I wrote https://github.com/microcosm-cc/bluemonday which is a pure Go HTML sanitizer inspired by https://github.com/owasp/java-html-sanitizer .
The key things to understand about HTML sanitizers:
* They must be whitelist based
* They must be aware of context
* You must sanitize ALL user input even if you don't think you're going to render it on a web page.
The book linked to in the article does not seem to understand any of the above.
The section on sanitization has the equivalent of "string replace" as the primary recommendation. Elsewhere in the XSS section a focus is on escaping content before it is rendered.
Sanitization needs to know not to run on <pre> blocks, and to escape HTML entities automatically, and to understand what links are safe and which are not.
XSS can be really interesting and quite targeted. It can be that a user-agent contains the XSS, because the target may not be the person reading the page but the admin looking at a web page of their web server logs through an analytics program on the same domain.
The bluemonday package I wrote can deal with all of these things but that isn't the point, the point is that this is an area I know and the book falls way short of a decent standard for creating a secure and safe web application. And if it falls short in this area (the first 2 chapters) then I would assume that it falls short in all areas.
I'm not able to make sense of this. Sanitize it for what context? SQL? JSON? HTML? Inclusion as a command-line argument? All of these, and hope that sanitizing it for one context doesn't un-sanitize it for others?

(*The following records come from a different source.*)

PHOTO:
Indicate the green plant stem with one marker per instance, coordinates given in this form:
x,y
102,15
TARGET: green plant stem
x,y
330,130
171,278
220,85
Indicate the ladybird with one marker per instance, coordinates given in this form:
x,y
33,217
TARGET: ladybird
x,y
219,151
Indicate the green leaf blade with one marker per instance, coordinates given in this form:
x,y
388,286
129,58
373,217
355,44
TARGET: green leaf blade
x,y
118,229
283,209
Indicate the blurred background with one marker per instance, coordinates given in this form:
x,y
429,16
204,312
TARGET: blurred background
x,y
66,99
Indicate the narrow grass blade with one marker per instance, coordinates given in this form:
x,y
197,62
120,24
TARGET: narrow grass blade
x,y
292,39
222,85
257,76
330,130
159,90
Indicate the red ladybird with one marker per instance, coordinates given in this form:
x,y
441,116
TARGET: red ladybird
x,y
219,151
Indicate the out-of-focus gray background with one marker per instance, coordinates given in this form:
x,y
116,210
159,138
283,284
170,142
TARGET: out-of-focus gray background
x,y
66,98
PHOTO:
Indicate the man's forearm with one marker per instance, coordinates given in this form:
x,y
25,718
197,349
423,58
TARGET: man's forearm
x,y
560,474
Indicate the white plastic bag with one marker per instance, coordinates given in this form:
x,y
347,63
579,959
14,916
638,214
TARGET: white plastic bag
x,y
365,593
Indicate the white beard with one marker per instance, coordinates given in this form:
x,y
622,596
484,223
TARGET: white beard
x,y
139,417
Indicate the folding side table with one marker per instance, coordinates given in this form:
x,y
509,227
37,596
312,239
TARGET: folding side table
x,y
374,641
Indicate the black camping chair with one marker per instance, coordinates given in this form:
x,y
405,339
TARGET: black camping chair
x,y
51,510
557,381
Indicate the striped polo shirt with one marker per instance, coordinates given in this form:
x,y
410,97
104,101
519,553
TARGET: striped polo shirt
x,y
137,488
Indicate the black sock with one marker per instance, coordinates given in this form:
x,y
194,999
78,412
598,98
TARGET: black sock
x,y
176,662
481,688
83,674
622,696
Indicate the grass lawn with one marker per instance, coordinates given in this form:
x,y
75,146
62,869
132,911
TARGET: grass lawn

Usually this means the HTML context. Different sanitization is needed depending on _where_ in the HTML document the input is used.
For instance, if the input is used in between HTML tags (let's say $foo is user input in this PHP example):
... <body><?php echo $foo ?></body>
Therefore, to correctly sanitize this, you would call the PHP `htmlentities` function:
... <body><?php echo htmlentities($foo) ?></body>
What if foo is used in a different context?
... <body><a href='<?php echo htmlentities($foo) ?>'>...
The key problem is that `htmlentities` is not valid sanitization in the context of an HTML attribute value. In this example, you need to use `urlencode`
... <body><a href='<?php echo urlencode($foo) ?>'>...
In my mind, the context-sensitivity of XSS is one of the key reasons why it is so prevalent.
I'm a big fan of not necessarily sanitizing, but treating it appropriate in context. This may mean removing characters, or mapping them, or just delimiting the entire thing.
To that end, I argue that you should not necessarily sanitize on the way to the storage mechanism. You should only sanitize at the boundaries. So, a web view should make sure any strings are treated as strings. A database layer should make sure query parameters are not able to alter the query. Etc.
(All of this is trying to simply reinforce your point.)
Perhaps it is more of a use-case question - I haven't worked on comment or wiki systems but that seems like it would be much harder to validate user inputs, and thus maybe that is where the line should be drawn? When user inputs are expressly expected to have markup?
If you accept any user input and this will be displayed or processed anywhere (be it in HTML fragments, input to SQL, etc)... then sanitize it and use bluemonday or any other sanitizer applicable to your content.
For user generated content, like comments on Hacker News, there is a pretty rich policy provided by bluemonday so you don't have to think about it and are going to be alright.
That looks like this:
p := bluemonday.UGCPolicy()
htmlOut := p.Sanitize(htmlIn)
In fact, you have it totally backwards: you're not supposed to sanitize all user input before storing it. Instead you're supposed to sanitize any user input before you output it back to your webpage.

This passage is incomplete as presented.